Hope-Bailie says the idea of the hype cycle was conceived in 1995 by a prominent analyst/research house in the US as a commentary on the common pattern of human response (‘hype’) to technology.
“A hype cycle is a graphical way to track multiple technologies within an IT domain or technology portfolio. It characterises the response to the emergence of a technology from an initial ‘over-enthusiasm’ through a period of ‘disillusionment’ to an eventual understanding of the technology’s relevance and role in a marketplace – the ‘plateau of high adoption’.
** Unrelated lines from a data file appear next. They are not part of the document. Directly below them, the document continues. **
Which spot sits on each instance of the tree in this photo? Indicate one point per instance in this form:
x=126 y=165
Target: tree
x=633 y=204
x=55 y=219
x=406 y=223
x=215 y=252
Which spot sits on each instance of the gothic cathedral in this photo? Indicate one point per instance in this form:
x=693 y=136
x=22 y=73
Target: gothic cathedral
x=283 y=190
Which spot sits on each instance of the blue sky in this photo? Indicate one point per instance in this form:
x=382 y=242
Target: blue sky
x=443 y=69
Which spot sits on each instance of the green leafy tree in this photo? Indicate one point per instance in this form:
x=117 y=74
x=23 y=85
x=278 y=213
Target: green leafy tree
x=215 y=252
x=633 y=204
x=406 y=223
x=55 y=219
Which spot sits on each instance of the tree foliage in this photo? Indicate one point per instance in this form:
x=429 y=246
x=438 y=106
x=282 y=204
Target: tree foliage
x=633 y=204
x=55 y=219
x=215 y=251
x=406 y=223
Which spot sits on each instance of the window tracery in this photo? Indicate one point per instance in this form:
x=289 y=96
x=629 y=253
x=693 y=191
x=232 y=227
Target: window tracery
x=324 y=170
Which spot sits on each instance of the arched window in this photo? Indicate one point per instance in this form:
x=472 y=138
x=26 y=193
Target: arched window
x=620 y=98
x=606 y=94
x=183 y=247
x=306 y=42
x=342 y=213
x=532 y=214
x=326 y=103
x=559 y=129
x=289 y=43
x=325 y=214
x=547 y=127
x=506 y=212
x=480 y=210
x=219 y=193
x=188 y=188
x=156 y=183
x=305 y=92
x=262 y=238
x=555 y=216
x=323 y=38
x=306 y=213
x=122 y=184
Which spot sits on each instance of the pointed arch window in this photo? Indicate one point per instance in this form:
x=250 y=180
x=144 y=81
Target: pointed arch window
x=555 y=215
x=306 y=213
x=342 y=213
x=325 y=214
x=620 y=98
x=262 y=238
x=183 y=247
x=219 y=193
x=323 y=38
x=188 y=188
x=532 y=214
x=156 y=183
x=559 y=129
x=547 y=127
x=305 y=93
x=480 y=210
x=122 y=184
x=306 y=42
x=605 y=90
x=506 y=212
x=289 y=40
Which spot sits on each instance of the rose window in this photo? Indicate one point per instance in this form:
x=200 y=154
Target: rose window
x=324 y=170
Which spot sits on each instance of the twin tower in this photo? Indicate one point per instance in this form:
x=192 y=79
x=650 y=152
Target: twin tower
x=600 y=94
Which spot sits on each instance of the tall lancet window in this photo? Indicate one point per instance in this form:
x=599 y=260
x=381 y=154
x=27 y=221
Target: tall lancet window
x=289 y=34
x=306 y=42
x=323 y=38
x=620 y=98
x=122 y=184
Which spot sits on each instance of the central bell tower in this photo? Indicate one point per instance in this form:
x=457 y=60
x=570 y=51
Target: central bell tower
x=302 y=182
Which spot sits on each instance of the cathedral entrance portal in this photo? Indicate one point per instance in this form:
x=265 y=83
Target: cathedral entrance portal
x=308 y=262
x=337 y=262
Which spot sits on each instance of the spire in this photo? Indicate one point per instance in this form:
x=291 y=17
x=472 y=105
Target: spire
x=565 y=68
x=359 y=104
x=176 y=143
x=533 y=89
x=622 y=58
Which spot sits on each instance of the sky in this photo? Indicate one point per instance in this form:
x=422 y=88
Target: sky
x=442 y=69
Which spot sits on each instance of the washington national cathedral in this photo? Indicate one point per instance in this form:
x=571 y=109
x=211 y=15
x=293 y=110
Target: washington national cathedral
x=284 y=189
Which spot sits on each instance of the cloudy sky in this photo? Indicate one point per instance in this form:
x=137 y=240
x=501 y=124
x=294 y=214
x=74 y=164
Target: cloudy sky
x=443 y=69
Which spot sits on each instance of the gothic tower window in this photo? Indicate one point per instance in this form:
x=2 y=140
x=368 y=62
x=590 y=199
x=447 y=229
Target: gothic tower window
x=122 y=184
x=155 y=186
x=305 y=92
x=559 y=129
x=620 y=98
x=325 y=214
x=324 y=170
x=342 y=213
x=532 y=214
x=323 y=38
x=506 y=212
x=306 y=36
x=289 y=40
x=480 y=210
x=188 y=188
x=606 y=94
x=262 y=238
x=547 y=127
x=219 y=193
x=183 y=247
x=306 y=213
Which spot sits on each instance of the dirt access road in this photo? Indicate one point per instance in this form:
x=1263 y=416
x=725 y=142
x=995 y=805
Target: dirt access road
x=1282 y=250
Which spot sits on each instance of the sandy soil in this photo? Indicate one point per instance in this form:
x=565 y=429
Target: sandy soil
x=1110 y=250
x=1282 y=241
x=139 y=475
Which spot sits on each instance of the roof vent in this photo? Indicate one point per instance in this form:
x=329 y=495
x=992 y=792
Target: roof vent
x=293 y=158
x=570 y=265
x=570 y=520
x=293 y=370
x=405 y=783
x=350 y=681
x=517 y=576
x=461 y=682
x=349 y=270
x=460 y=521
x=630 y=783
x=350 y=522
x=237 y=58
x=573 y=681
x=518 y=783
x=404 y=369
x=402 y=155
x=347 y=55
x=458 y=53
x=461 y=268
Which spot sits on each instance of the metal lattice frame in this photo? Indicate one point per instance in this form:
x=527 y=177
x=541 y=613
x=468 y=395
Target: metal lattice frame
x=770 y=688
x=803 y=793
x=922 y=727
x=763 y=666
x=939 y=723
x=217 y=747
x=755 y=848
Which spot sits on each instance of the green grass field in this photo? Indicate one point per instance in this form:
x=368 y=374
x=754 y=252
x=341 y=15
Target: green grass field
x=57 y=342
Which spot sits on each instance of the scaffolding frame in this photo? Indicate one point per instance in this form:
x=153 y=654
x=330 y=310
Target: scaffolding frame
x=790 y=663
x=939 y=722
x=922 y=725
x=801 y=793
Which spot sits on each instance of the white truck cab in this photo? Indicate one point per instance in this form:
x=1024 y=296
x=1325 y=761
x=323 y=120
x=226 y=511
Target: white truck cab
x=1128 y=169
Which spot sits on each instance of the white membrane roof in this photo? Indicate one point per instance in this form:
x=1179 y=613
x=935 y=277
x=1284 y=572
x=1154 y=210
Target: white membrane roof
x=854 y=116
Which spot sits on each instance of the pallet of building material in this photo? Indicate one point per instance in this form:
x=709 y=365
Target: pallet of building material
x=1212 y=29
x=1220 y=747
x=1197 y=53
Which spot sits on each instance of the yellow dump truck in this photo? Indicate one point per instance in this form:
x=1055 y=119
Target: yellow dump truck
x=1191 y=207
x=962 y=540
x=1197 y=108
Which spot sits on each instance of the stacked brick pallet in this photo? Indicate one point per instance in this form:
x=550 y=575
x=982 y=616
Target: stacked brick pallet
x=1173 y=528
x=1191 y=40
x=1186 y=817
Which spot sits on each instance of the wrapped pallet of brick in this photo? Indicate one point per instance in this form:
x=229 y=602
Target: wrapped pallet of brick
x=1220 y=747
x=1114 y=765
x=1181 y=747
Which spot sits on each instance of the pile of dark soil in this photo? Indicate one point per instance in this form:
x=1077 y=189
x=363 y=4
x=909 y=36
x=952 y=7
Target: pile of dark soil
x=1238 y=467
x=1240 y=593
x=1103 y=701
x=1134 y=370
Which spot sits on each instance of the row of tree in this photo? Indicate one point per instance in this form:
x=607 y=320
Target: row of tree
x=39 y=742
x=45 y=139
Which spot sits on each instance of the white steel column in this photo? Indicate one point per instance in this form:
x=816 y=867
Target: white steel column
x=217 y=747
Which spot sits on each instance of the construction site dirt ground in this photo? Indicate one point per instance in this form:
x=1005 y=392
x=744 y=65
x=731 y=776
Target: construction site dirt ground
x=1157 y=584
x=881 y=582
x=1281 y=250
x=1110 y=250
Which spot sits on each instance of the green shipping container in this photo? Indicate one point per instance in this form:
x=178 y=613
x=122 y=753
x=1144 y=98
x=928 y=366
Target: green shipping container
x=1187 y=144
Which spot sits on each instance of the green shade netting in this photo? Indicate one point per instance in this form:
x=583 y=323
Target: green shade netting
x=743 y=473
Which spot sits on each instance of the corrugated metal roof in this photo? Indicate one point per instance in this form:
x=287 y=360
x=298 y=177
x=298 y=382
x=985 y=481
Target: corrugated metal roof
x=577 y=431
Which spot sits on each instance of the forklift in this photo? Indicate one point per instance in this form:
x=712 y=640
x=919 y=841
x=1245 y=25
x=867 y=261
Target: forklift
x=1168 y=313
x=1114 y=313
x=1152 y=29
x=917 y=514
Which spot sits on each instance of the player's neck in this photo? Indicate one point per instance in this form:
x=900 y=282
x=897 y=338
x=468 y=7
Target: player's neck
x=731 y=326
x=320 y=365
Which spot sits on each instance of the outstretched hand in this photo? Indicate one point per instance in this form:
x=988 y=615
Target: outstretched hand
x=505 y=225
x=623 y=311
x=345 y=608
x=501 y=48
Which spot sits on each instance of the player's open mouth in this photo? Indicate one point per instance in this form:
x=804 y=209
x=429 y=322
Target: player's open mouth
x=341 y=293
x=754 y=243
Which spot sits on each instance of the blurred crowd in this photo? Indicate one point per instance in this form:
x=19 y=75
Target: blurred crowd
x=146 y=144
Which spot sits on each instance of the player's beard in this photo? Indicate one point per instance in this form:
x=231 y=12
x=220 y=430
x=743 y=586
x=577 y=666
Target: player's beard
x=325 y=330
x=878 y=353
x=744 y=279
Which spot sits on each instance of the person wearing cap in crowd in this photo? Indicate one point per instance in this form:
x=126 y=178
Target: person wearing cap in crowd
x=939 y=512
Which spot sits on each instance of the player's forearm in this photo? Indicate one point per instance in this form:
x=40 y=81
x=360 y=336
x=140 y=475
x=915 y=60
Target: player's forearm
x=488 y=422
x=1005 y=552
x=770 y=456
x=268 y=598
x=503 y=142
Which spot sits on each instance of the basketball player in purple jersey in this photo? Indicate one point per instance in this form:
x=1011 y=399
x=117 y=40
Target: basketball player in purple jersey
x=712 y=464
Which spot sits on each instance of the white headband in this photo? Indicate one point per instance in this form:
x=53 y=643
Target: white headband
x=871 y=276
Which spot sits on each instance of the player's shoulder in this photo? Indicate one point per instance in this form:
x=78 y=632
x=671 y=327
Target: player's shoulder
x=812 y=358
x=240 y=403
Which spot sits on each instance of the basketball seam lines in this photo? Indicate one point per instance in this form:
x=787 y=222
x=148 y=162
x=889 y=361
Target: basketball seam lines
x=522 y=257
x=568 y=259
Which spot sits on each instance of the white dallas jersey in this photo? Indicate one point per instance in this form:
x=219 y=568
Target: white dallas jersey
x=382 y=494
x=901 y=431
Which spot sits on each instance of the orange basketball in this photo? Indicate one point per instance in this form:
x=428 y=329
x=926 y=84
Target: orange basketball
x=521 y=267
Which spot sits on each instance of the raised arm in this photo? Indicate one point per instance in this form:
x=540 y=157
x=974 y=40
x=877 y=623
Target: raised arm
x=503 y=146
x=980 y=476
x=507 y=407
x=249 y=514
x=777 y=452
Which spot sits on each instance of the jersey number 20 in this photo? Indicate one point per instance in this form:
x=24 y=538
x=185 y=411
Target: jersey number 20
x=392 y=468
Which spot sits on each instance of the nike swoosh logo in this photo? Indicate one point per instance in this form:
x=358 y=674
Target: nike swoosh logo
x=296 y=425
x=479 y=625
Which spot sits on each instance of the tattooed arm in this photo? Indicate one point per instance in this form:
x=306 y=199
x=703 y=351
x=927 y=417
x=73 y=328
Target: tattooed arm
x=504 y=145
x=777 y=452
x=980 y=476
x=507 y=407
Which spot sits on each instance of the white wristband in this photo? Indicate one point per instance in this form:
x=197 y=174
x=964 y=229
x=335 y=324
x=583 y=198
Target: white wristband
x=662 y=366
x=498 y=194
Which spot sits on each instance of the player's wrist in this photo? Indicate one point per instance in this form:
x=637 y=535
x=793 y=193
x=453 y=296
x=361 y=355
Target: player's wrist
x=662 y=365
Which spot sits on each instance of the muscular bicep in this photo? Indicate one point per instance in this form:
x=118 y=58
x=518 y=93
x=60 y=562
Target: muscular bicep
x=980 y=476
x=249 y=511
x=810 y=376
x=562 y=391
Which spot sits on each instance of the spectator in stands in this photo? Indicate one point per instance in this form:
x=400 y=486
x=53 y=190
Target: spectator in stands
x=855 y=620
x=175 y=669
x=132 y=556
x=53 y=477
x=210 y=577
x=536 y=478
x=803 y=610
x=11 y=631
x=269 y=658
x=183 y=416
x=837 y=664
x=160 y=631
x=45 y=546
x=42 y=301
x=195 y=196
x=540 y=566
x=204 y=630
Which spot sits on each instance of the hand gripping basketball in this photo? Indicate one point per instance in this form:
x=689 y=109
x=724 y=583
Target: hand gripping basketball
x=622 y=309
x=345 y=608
“Distinct indicators of market, investment and adoption activities are associated with each phase,” he says. “Many industry watchers maintain that de-duplication technology has passed through the ‘trough of disillusionment’ and has entered the final phase.”
He likens the process to runners halfway through the opening phase of a long distance race: “The players in the de-duplication arena have settled down after an initial spurt and are taking stock of who is ahead of whom. The stakes are high and a ‘winner-takes-all’ mentality seems to pervade. The model for victory seems a simple one: He with the most features and the best performance wins.”
According to Hope-Bailie, backup de-duplication is a spinoff from the D2D (disk-to-disk) backup approach.
“D2D backup boasted several advantages over tape based backup, mainly related to overcoming the natural shortcomings of streaming tape media. D2D benefits include the ability to sustain multiple streaming sessions to the same media, and the ability to locate the position of a record very quickly for a restore,” he says.
“The problem with D2D was the fact that although disk was becoming cheaper, it was still more expensive than tape cartridges, so the idea of keeping a full weekly-monthly-yearly backup regime stored on disk was untenable. With the arrival of de-duplication, this became both possible and affordable. Thus de-duplication was initially an enabler for the large-scale uptake of D2D.”
Hope-Bailie adds that the de-duplication techniques applied in this way are referred to as ‘target-based’ and most offerings available today are of this type. These include in-line de-duplication – in which the data is de-duped as it is ingested – and ‘post-processing’ in which the de-duplication is applied retrospectively.